Selain itu, katanya, karena jumlah petani di Indonesia sangat besar maka membangun pertanian secara otomatis akan meningkatkan kesejahteraan masyarakat Indonesia.

"Jumlah penduduk Indonesia juga sangat besar. Jadi pemecahan masalah kebutuhan pokok ini akan sangat mendasar bagi kemajuan dan stabilitas Indonesia. Untuk itu, saya berharap Jepang dan Indonesia bisa meningkatkan kerja sama yang lebih erat di bidang pertanian ini," jelasnya. 

Selain itu, Gobel juga menyampaikan tentang pentingnya Jepang membagi teknologinya dalam pengolahan air bersih. Hingga saat ini, katanya, masalah penyediaan air bersih yang sehat masih merupakan tantangan besar bagi Indonesia.

“Air bersih higienis sangat penting dalam mengatasi stunting dan penyakit kulit. Dua hal ini masih merupakan permasalahan mendasar bagi masyarakat lapis bawah Indonesia dan bagi peningkatan kualitas sumber daya manusia. Jepang memiliki kemampuan dan teknologi pengolahan air bersih yang sehat,” katanya.
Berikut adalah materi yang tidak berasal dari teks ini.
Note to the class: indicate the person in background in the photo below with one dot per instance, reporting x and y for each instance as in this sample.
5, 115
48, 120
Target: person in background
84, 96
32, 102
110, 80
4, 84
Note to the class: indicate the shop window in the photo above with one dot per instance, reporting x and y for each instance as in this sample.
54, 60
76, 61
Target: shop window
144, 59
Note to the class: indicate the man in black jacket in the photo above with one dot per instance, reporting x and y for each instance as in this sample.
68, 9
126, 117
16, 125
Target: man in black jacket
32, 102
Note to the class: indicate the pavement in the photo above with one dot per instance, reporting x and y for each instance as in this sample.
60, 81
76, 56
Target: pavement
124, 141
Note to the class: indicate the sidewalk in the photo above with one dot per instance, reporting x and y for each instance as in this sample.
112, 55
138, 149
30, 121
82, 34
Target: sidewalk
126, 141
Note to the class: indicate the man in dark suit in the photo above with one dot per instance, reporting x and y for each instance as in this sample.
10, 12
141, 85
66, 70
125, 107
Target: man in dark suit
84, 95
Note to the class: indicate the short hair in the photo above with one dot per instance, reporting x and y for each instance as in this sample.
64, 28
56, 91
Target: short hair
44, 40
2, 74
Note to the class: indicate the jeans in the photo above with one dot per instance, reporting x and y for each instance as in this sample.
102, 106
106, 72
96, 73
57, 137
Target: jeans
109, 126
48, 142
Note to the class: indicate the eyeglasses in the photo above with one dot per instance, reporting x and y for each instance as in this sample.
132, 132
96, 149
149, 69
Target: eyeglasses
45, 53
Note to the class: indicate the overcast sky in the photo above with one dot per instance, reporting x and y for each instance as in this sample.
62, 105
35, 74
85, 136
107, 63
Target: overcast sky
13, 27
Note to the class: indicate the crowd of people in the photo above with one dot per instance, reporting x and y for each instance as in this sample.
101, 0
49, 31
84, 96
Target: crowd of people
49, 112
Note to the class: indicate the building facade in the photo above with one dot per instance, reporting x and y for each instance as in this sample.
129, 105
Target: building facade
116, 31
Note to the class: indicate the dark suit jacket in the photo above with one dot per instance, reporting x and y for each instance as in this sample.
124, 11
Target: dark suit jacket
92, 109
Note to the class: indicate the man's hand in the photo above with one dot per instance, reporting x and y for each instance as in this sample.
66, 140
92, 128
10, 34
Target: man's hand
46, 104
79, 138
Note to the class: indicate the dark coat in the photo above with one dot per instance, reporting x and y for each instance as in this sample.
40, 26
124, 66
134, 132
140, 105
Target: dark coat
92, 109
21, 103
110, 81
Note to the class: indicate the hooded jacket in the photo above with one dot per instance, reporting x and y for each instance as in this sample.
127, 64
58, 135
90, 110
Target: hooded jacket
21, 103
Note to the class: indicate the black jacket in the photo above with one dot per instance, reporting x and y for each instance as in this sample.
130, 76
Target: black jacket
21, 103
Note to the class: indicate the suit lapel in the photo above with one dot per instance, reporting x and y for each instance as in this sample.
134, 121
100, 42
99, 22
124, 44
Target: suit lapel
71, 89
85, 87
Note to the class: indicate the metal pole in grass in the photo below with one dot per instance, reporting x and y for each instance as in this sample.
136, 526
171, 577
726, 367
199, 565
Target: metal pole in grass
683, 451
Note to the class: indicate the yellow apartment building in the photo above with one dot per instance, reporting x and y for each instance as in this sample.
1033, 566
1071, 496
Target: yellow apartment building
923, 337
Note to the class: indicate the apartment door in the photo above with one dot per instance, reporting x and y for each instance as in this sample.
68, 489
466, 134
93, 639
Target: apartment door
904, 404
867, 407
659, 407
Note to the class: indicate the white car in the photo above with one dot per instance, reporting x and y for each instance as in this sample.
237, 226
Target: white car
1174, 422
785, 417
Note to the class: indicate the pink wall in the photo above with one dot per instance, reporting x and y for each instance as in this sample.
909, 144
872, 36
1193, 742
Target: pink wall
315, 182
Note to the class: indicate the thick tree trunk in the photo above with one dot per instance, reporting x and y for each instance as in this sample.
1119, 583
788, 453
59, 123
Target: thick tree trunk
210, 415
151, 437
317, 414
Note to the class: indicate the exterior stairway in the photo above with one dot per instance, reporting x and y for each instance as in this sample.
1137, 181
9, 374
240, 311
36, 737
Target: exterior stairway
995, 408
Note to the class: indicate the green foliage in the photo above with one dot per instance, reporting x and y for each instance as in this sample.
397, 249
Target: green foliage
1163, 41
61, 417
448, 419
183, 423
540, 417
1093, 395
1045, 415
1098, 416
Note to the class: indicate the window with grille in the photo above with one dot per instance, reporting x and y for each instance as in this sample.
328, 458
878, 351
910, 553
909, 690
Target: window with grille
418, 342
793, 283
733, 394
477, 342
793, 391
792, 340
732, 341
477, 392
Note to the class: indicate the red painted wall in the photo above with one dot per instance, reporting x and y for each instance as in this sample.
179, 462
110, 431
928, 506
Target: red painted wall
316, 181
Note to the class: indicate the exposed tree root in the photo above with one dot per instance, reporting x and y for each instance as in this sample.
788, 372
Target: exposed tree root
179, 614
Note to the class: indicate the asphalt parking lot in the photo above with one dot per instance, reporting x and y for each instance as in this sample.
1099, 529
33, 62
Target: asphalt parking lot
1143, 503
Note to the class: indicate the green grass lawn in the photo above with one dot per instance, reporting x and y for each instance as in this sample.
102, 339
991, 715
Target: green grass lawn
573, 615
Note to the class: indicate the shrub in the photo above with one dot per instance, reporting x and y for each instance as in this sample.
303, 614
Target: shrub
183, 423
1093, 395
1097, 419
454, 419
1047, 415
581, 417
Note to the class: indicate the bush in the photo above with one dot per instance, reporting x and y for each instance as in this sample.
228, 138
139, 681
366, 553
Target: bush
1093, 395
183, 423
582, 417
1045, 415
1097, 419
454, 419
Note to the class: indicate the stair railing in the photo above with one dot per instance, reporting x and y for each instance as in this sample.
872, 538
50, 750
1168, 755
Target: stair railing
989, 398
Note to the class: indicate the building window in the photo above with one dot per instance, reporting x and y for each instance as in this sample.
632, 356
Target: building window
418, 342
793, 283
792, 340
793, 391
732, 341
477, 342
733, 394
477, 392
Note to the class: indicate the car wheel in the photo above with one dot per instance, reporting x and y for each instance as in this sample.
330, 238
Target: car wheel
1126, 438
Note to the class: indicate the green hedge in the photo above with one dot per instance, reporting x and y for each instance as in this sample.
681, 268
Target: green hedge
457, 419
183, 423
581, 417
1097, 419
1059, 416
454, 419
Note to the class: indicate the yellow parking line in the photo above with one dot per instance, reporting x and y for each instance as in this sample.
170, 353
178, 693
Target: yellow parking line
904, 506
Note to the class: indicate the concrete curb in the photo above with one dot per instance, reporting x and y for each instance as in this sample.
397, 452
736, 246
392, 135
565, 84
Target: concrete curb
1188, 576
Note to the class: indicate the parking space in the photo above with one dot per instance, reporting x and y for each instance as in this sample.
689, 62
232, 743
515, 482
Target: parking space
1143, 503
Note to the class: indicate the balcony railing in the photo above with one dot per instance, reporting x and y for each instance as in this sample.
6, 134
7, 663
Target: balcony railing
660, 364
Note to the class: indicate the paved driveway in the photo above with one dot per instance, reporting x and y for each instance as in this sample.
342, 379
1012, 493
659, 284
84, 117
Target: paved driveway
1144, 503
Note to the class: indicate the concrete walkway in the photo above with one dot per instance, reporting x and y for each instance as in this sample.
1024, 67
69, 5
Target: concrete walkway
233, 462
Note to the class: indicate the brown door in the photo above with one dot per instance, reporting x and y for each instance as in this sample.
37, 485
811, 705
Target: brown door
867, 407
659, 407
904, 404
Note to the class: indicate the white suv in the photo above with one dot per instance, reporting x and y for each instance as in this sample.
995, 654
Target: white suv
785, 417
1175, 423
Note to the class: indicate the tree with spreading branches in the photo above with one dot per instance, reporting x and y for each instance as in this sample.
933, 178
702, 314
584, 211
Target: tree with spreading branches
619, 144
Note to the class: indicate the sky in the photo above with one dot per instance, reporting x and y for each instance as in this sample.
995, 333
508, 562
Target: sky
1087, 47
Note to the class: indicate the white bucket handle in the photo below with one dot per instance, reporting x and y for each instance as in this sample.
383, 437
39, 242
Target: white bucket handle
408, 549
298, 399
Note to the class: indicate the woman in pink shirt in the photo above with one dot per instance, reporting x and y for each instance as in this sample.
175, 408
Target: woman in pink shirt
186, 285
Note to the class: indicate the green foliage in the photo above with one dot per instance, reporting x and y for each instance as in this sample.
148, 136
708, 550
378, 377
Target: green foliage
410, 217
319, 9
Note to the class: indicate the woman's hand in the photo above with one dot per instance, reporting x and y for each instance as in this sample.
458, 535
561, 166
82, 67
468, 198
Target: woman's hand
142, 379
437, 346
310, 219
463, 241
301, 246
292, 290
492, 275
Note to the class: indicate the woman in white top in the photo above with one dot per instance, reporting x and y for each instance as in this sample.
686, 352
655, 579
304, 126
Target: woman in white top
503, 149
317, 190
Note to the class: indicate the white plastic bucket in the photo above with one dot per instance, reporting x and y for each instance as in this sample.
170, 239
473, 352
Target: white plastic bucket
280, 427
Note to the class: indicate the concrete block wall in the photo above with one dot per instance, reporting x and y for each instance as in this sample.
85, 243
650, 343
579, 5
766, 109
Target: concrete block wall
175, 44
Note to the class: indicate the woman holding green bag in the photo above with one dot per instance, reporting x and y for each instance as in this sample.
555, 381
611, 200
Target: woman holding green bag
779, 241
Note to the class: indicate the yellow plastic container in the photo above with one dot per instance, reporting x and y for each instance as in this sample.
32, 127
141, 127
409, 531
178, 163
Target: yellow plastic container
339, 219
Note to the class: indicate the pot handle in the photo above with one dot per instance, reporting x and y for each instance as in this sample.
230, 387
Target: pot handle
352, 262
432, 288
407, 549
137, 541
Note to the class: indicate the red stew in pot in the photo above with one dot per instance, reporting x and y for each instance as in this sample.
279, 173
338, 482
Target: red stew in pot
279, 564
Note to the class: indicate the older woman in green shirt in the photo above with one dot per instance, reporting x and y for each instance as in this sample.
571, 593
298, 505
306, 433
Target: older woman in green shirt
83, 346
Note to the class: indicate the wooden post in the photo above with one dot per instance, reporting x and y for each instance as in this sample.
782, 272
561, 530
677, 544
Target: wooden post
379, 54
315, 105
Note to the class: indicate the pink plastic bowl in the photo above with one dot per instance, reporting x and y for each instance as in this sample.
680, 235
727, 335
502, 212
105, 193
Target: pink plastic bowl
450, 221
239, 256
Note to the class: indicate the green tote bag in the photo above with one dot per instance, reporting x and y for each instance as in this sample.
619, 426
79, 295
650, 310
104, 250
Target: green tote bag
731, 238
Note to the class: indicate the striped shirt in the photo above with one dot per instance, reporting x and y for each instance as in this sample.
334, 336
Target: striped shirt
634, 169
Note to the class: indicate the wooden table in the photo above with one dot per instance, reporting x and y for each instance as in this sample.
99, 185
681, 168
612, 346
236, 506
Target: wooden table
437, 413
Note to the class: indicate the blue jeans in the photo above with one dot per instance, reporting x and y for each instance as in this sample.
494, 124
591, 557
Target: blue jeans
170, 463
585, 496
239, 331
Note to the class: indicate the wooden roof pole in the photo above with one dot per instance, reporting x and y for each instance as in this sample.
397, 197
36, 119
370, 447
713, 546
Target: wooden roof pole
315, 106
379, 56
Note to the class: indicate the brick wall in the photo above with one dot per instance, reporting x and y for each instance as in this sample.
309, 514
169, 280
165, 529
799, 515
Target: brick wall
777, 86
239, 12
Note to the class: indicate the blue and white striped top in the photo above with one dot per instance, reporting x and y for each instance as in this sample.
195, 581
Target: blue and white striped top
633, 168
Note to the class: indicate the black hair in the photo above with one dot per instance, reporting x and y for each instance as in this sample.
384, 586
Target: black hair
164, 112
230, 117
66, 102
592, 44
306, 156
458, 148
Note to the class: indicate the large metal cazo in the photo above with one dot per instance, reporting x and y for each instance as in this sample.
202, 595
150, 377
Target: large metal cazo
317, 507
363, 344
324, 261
Jika masalah pertanian dan penyediaan air bersih bisa diatasi Indonesia, kata Gobel, maka ekonomi Indonesia akan tumbuh lebih baik lagi. “Ini tentu saja juga akan baik bagi perekonomian kawasan Asia Tenggara dan akan memberikan dampak yang baik pula bagi perekonomian Jepang. Jadi ini kerja yang sama yang sifatnya saling menguntungkan,” katanya.

Sedangkan Delegasi Jepang dipimpin oleh Ketua Badan Riset Kebijakan LDP, Tokai Kisaburo. Sedangkan anggota delegasinya antara lain Ketua Harian Badan Riset Kebijakan LDP Shibayama Masahito dan Kepala Sekretariat Badan Riset Kebijakan LDP Nakai Toyoron. Hadir pula Wakil Dirjen untuk urusan Asia Tenggara dan Asia Barat Daya Kementerian Luar Negeri Jepang Hayashi Makoto serta Duta Besar Jepang untuk Indonesia Yasushi Masahi.